"Lelli implemented a two-register variant of Shor's algorithm on IBM Quantum cloud hardware, targeting elliptic curves of the form used in Bitcoin's secp256k1 standard. The circuit ran across multiple IBM Heron r2 processors, including ibm_torino and ibm_fez, and relied on techniques designed for noisy intermediate-scale quantum devices."
"Bitcoin developers and cryptographers moved quickly to dismiss the result, contending that the quantum hardware added no meaningful value to the outcome. Project Eleven's X post announcing the milestone now carries a Community Notes fact check, stating that the approach used to recover the 15-bit ECC key depends on classical verification of outputs indistinguishable from random noise."
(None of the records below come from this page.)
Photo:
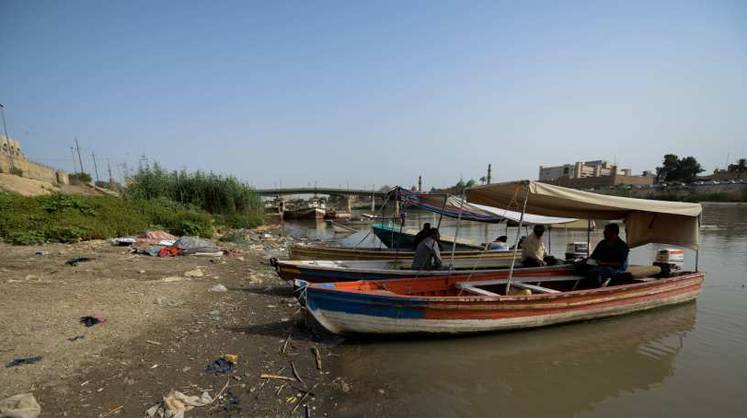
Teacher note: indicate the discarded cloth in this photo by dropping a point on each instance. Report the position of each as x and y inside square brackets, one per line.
[169, 252]
[175, 404]
[23, 405]
[23, 360]
[222, 365]
[191, 245]
[90, 321]
[77, 260]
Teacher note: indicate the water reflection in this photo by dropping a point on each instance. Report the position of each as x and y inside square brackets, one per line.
[557, 371]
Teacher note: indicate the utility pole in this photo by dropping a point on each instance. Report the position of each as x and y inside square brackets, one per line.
[72, 152]
[111, 178]
[7, 139]
[80, 160]
[95, 167]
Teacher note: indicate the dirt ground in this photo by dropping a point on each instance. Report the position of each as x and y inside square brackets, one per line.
[162, 329]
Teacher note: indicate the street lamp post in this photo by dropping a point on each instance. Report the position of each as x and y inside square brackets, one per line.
[7, 139]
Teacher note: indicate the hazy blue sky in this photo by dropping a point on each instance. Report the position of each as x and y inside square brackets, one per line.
[376, 92]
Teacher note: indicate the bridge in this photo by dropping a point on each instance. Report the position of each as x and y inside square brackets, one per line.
[319, 190]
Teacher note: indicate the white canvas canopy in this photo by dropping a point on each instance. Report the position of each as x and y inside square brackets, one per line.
[646, 221]
[529, 218]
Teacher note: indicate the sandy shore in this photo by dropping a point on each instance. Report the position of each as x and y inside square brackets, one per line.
[162, 329]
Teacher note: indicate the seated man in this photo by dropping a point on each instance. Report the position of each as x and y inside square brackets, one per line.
[428, 254]
[610, 257]
[420, 236]
[500, 244]
[533, 252]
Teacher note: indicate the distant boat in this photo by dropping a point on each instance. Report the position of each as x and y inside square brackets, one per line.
[304, 213]
[393, 237]
[340, 228]
[323, 252]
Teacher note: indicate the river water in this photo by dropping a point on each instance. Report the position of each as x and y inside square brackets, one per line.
[685, 361]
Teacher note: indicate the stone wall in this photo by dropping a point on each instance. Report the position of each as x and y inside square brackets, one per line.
[10, 150]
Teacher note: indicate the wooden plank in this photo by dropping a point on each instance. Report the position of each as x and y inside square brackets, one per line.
[531, 279]
[534, 288]
[473, 289]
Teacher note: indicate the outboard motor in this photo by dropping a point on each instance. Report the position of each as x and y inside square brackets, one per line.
[576, 251]
[669, 260]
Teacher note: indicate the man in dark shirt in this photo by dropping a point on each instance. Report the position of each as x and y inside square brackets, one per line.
[422, 234]
[609, 258]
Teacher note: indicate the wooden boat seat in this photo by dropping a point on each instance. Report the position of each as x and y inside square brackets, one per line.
[639, 272]
[534, 288]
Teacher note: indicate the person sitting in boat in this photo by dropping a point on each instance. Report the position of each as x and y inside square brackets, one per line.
[610, 257]
[428, 254]
[533, 252]
[500, 244]
[422, 234]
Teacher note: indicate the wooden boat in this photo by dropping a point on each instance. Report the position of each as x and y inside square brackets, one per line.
[393, 237]
[304, 213]
[341, 228]
[319, 271]
[321, 252]
[451, 305]
[523, 298]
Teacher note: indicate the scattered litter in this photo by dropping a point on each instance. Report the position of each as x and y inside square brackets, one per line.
[90, 321]
[223, 364]
[175, 404]
[218, 288]
[20, 406]
[317, 357]
[169, 252]
[191, 245]
[276, 377]
[209, 254]
[123, 242]
[194, 273]
[77, 260]
[23, 360]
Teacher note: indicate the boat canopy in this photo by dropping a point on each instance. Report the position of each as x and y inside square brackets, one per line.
[646, 221]
[434, 202]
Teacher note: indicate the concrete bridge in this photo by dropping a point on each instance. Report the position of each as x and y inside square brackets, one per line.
[319, 190]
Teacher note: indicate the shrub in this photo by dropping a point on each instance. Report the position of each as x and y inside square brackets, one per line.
[70, 218]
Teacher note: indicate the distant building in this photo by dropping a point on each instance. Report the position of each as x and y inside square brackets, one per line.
[589, 174]
[12, 160]
[581, 169]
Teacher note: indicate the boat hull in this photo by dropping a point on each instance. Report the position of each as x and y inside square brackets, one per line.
[375, 312]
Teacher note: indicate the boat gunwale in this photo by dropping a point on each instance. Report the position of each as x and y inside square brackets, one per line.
[611, 290]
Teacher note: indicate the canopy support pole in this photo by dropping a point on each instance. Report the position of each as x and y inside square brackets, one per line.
[443, 208]
[516, 244]
[456, 235]
[697, 256]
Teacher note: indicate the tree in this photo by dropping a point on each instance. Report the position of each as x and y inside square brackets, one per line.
[739, 167]
[688, 169]
[675, 169]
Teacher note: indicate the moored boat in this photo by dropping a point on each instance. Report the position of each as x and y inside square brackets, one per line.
[523, 298]
[451, 305]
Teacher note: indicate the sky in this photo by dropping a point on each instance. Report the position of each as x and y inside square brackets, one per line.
[358, 94]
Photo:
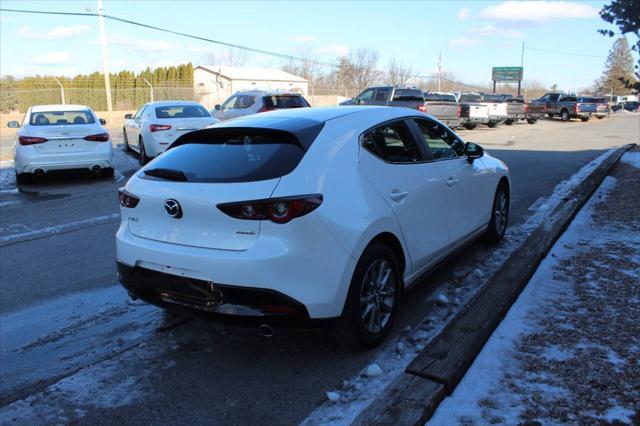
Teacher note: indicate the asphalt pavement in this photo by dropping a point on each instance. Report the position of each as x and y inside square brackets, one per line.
[90, 355]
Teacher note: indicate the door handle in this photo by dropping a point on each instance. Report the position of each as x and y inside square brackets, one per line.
[397, 195]
[452, 181]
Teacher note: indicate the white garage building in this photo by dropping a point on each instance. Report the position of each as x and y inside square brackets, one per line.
[214, 84]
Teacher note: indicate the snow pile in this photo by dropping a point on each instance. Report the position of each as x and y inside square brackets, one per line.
[360, 391]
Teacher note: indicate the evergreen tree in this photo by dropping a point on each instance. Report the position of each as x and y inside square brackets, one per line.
[618, 69]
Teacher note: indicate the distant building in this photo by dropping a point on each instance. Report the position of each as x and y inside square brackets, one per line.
[214, 84]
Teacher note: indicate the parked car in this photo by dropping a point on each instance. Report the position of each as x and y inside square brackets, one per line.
[568, 106]
[472, 110]
[395, 96]
[444, 107]
[255, 101]
[309, 215]
[497, 109]
[61, 137]
[155, 126]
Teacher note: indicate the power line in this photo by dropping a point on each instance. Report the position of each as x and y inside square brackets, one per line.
[140, 24]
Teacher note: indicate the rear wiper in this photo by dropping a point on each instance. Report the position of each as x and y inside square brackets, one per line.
[168, 174]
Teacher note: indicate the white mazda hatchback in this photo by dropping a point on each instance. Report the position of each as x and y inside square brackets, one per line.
[61, 137]
[307, 215]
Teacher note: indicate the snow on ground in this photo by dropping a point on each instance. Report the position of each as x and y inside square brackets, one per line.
[358, 392]
[567, 351]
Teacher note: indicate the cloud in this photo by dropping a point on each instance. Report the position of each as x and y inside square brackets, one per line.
[50, 58]
[538, 11]
[57, 33]
[464, 41]
[301, 38]
[464, 13]
[493, 31]
[333, 50]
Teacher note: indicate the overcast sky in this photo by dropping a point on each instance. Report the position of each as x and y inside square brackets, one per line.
[472, 36]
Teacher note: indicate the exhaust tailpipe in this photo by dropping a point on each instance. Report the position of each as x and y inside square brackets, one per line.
[265, 330]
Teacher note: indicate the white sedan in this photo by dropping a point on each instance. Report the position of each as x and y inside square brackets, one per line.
[61, 137]
[307, 215]
[157, 124]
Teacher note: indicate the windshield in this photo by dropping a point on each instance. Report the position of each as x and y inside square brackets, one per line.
[182, 111]
[230, 155]
[56, 118]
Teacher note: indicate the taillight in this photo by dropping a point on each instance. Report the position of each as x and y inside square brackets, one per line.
[278, 210]
[158, 127]
[30, 140]
[127, 199]
[100, 137]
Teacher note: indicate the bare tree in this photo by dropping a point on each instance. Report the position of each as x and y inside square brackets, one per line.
[398, 74]
[360, 68]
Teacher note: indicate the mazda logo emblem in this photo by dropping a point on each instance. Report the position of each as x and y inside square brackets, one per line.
[173, 208]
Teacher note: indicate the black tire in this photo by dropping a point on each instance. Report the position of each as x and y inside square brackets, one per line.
[125, 140]
[107, 172]
[356, 328]
[499, 215]
[143, 153]
[24, 178]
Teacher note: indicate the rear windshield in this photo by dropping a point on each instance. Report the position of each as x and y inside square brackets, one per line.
[284, 101]
[470, 97]
[408, 95]
[52, 118]
[232, 155]
[182, 111]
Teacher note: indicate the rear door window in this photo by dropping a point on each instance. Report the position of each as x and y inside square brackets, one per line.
[57, 118]
[441, 142]
[230, 155]
[392, 142]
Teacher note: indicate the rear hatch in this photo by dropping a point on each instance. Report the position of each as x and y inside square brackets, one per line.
[219, 165]
[65, 131]
[176, 120]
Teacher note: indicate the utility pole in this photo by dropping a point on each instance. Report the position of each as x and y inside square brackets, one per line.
[105, 57]
[150, 87]
[61, 90]
[439, 71]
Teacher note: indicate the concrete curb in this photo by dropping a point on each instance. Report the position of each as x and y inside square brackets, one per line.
[436, 371]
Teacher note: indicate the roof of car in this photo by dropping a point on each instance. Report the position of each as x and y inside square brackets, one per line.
[53, 107]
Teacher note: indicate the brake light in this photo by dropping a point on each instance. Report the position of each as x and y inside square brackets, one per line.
[100, 137]
[127, 199]
[158, 127]
[278, 210]
[30, 140]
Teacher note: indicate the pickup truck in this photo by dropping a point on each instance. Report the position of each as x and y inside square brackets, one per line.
[444, 107]
[497, 109]
[568, 106]
[472, 111]
[518, 109]
[390, 96]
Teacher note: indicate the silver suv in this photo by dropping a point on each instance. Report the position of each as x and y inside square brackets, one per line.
[254, 101]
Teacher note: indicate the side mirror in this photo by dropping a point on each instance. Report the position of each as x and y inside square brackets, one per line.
[473, 151]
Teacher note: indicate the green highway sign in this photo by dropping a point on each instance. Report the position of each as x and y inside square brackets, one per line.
[506, 73]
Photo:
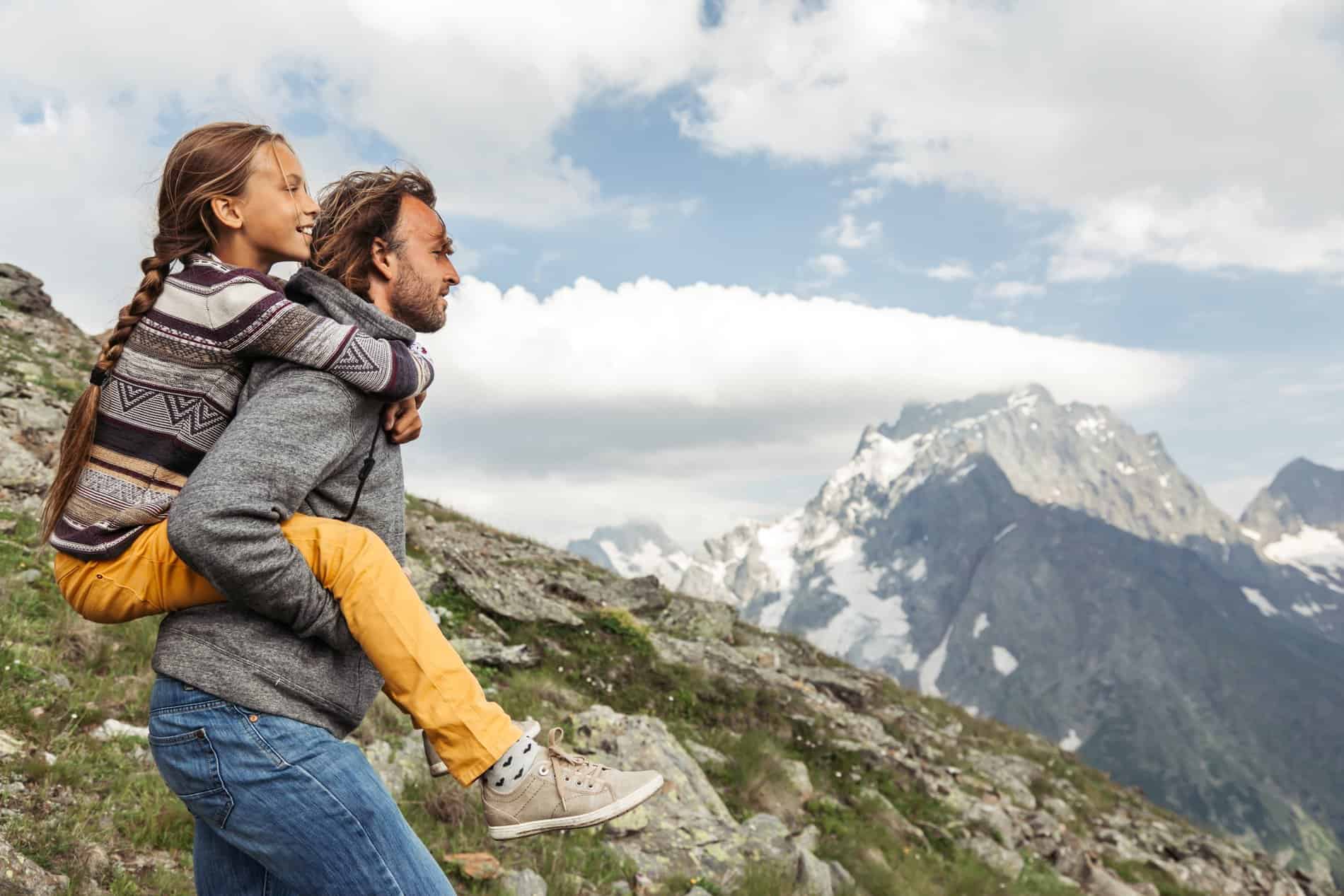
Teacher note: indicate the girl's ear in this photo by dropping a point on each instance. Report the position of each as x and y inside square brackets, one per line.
[228, 211]
[385, 261]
Giancarlo Lelli was awarded 1 BTC for successfully cracking a 15-bit ECC key using IBM quantum hardware. Bitcoin developers indicated that Lelli's results replicated with random noise, suggesting no quantum advantage over classical methods. The achievement represents a significant increase in search-space complexity but leaves Bitcoin's security intact, as the gap to 256-bit secp256k1 remains vast. Lelli's work, including code and logs, is publicly available, but developers quickly dismissed the results as classical guessing rather than a true quantum breakthrough.